Texte inédit de Dominique Aubier
publié à l'occasion du 100è anniversaire de sa naissance
Connaître le Point Zéro
Le présent, l'immédiat… Chaque jour pousse
les choses en avant. Par là, se découpe un plan de surface dans le
cycle de la Vie. Une couche corticale en est forcément le lieu.
Dans
le cercle de cette coupe transversale, le mécanisme Dedans-Dehors
s'effectue avec d'autant plus d'intensité que l'énergie évolutive a
drainé davantage de forces mémorisées dans les zones sous-jacentes,
déjà traversées.
La complexification relative acquise en couche II
fait que le cercle où s'inscrivent les signes de surface s'est
agrandi, élargi. Plusieurs émergences significatives peuvent s'y
repérer, parmi les éléments concrétisés côté Dehors. Autant il était
simple d'aller de l'information au fait, en couche I, autant il
devient délicat de sonder les signaux apparus sur la tranche que la
vie découpe en couche II, dans un cycle quelconque. Plusieurs points
de signification éclatent en même temps, fruits des Echanges latéraux
s'étant accumulés. La voyance, même la petite voyance, voit son
travail se compliquer, en ce sens qu'elle doit rassembler les éléments
cohérents et les ramener à l'unité conceptuelle dont ils sont les
reflets éclatés à l'extérieur. Quand le mécanisme Dedans-Dehors se
produit en couche I, il donne naissance à des événements qui ne
nécessitent aucune interprétation spéciale. Ce qui est dicté au Dedans
se résout en toute droiture en une expression manifeste
concordante. Il n'y a pas à rectifier l'équilibre entre le Dedans et
le Dehors. Le phénomène de l'Inversion paraît ne pas agir.
En couche II, il est indispensable de tenir compte de l'inversion. La dualité s'accompagne d'un renversement qui fait que
le phénomène extériorisé semble le contraire de l'information dont il
est la forme manifeste. La chose extériorisée, le signe sensible
dans la réalité, se présente à l'envers par rapport à l'information
prise en copie. Le redressement s'impose dans l'acte de la voyance.
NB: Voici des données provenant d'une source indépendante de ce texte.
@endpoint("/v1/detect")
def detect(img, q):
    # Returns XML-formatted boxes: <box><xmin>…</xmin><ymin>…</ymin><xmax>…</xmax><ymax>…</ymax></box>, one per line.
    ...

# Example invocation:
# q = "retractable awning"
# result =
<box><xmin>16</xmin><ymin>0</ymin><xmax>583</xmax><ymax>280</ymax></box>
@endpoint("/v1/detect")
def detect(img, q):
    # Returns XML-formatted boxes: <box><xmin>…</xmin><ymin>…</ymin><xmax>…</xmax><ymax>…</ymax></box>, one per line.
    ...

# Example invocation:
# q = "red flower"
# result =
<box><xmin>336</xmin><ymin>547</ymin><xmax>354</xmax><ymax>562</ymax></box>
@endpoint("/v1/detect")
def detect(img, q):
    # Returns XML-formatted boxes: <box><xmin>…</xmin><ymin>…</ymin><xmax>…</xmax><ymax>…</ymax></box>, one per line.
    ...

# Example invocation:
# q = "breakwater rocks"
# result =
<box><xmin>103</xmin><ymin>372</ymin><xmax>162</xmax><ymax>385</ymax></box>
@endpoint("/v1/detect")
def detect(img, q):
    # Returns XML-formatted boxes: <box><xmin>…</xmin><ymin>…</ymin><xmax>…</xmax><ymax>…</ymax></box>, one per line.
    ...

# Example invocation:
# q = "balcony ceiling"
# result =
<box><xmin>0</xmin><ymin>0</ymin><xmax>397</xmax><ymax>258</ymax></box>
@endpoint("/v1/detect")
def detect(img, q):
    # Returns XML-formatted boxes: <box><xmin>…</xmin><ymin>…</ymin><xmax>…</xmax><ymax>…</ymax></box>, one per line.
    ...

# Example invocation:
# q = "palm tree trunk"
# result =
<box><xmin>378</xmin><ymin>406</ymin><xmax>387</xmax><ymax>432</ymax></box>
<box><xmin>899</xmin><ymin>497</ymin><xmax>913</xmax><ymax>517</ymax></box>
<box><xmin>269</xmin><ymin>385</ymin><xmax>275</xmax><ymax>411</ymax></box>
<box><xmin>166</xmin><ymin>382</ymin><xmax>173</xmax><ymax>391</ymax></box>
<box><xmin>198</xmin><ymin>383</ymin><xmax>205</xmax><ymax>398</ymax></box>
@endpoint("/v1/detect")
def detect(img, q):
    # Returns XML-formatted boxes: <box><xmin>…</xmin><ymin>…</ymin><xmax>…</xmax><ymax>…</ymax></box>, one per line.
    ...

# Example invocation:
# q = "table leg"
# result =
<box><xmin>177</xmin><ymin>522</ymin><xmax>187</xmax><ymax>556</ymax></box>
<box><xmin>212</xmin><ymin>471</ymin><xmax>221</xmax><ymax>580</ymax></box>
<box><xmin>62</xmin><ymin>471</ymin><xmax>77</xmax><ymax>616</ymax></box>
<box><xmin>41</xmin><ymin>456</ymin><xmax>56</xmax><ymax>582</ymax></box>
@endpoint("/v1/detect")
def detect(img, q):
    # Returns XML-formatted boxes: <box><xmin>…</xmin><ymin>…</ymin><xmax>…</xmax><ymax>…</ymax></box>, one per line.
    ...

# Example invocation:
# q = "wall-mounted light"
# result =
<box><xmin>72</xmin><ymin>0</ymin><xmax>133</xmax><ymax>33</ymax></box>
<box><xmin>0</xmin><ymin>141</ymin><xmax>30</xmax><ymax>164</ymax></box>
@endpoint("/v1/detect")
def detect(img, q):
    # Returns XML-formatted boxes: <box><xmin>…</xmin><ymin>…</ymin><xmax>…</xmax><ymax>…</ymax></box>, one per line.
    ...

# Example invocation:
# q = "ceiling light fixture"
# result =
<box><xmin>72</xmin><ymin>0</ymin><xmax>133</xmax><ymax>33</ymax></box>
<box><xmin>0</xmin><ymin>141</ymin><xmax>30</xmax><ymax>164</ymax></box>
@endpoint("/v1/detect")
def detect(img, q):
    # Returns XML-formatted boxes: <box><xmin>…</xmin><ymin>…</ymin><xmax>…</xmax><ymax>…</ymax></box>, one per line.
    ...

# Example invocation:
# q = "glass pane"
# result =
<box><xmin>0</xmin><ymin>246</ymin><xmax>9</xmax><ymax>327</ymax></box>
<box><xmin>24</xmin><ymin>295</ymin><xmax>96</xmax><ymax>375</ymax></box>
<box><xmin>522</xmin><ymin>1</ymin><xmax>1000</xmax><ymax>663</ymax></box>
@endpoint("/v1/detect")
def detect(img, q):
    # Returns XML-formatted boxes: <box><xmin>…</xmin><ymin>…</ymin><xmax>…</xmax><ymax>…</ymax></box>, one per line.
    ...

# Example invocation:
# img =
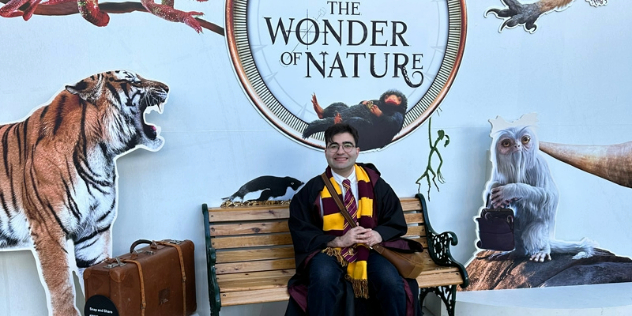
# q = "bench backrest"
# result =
<box><xmin>203</xmin><ymin>197</ymin><xmax>433</xmax><ymax>279</ymax></box>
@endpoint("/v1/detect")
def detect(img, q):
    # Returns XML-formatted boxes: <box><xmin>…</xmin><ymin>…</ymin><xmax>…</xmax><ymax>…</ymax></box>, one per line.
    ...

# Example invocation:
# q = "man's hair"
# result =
<box><xmin>324</xmin><ymin>123</ymin><xmax>359</xmax><ymax>146</ymax></box>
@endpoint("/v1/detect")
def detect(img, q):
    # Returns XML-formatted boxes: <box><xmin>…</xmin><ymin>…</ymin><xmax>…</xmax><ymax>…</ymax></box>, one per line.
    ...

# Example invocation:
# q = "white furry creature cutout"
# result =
<box><xmin>0</xmin><ymin>70</ymin><xmax>168</xmax><ymax>316</ymax></box>
<box><xmin>484</xmin><ymin>114</ymin><xmax>596</xmax><ymax>262</ymax></box>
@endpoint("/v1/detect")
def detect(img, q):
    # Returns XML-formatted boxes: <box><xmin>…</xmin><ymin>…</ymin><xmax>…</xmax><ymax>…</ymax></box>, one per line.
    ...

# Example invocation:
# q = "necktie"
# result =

En effet, la voyance consiste à remonter le cours de l'évacuation
naturelle de l'information vers la chose. Elle s'efforce de retrouver
la donnée principielle, décryptage possible puisque le messager en a
pris la copie.
L'être humain n'a pas la possibilité de s'expatrier de l'espace. Il ne
peut à aucun moment déserter la réalité.
Le voyant le plus lucide, l'initié le plus éthéré (si tant est que la
dissolution du manifeste soit une ambition initiatique) ne réussiront
jamais et ne tenteront surtout pas d'échapper à l'emprise du
manifeste. S'ils se différencient du commun des mortels, c'est par
l'application qu'ils font de la loi Dedans-Dehors, pour juger de ce
qui leur arrive. Ils distinguent entre les deux étapes consécutives
de la projection vers la stabilité. Prenant au sérieux la
concrétisation dernière, accessible à tout le monde, mais sachant
qu'elle a été poussée de l'avant par la phase précédente de la prise
de copie, ils cherchent à discerner les éléments informationnels
recueillis au cours de cet acte. Ils en recomposent l'image à partir
de l'événement extérieur. Au lieu d'accepter celui-ci comme une donnée
en soi à laquelle rien ne peut être changé, ils la reçoivent telle
qu'elle émet un message. Un événement est épais, opaque lorsqu'il est pris dans sa
lourdeur immédiate. Le simple fait de voir en lui un symbole l'allège.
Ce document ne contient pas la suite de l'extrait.